Function Name: __init__

Purpose: Initializes the LLama2 class.

Parameter Data Type Default Value Description
num_tokens int 50432 The total number of tokens in the input vocabulary.
max_seq_len int 8192 The maximum sequence length that the model can accept.
dim int 2560 The model's embedding dimensionality.
depth int 32 The number of transformer layers in the model.
dim_head int 128 The dimensionality of the head in the self-attention mechanism of the transformer model.
heads int 24 The number of heads for the multi-head self attention mechanism of the transformer model.
rotary_xpos bool True Whether to apply rotary positional embeddings to the input sequence.
attn_flash bool True Whether to use the flash attention mechanism.

Function Name: forward

Purpose: Defines the forward pass of the model.

Parameter Data Type Default Value Description
text string The input text which the model processes.

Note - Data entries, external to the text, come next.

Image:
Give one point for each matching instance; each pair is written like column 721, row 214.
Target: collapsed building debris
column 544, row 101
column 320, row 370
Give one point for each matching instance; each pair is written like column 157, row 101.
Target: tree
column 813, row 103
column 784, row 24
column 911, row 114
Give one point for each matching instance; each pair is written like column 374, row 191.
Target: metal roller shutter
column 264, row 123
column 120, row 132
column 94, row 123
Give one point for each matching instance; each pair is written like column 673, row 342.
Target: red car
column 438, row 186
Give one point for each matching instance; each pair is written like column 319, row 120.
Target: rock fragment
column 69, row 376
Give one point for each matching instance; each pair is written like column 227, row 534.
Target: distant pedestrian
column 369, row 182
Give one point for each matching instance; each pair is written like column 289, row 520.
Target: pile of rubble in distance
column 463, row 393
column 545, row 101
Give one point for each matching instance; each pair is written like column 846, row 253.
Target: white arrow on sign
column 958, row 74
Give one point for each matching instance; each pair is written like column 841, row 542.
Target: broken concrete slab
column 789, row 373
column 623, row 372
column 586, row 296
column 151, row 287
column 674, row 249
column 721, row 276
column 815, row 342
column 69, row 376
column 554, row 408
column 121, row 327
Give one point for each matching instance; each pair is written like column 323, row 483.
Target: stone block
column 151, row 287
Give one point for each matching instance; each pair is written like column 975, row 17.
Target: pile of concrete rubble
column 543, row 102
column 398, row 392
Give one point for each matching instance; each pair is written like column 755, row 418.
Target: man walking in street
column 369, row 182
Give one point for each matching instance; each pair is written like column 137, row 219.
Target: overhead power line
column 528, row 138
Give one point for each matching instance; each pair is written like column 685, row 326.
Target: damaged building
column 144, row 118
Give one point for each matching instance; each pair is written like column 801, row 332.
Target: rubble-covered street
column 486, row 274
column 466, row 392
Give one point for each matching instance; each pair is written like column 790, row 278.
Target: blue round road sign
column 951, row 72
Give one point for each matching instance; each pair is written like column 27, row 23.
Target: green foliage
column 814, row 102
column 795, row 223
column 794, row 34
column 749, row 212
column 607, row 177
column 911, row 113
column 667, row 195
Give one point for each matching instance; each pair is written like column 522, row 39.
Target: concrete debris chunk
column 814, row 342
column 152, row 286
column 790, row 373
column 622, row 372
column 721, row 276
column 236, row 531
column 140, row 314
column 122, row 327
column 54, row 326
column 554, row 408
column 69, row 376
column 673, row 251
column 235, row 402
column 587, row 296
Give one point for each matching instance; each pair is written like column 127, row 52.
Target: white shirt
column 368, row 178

Returns: A tensor representation of model's output given the model_input.

Usage Examples

Example 1: Text Processing

This example illustrates how to instantiate the model and pass a sample text through it.

import torch
from torch.nn import Decoder, Transformer

from zeta.models import LLama2
from zeta.structs import AutoRegressiveWrapper

# Initializing model
llama2_model = LLama2()

# Cut-off long text or pad short text
text = torch.tensor([1, 2, 3, 4])

# Passing text through model
output = llama2_model.forward(text)

print(output)

Example 2: Customizing Model Parameters

This example illustrates how to instantiate the model with custom parameters.

llama2_model = LLama2(
    num_tokens=1000, max_seq_len=512, dim=512, depth=4, dim_head=64, heads=4
)

text = torch.tensor([1, 2, 3, 4])

output = llama2_model.forward(text)

print(output)

Example 3: Sequence Classification

This example illustrates how you could use this model for a sequence classification task.

llama2_model = LLama2(
    num_tokens=5000, max_seq_len=256, dim=128, depth=2, dim_head=32, heads=2
)

text_sequences = torch.tensor([[1, 2, 3, 4], [2, 3, 1, 4]])
target_sequences = torch.tensor([1, 0])  # 2 sequences, 1 for each sequence

outputs = llama2_model.forward(text_sequences)
loss = loss_function(outputs, target_sequences)
In this usage example, an instance of the LLama2 class is created using custom parameters. A tensor representing text sequences is passed to the model, and the output is computed. You would typically use a loss function suitable for classification tasks (like Cross-Entropy Loss) and compute the loss against some target sequences.

Note: The provided code is a basic example and might require adjustments like adding an appropriate classifier layer at the end, depending on the specific task requirements.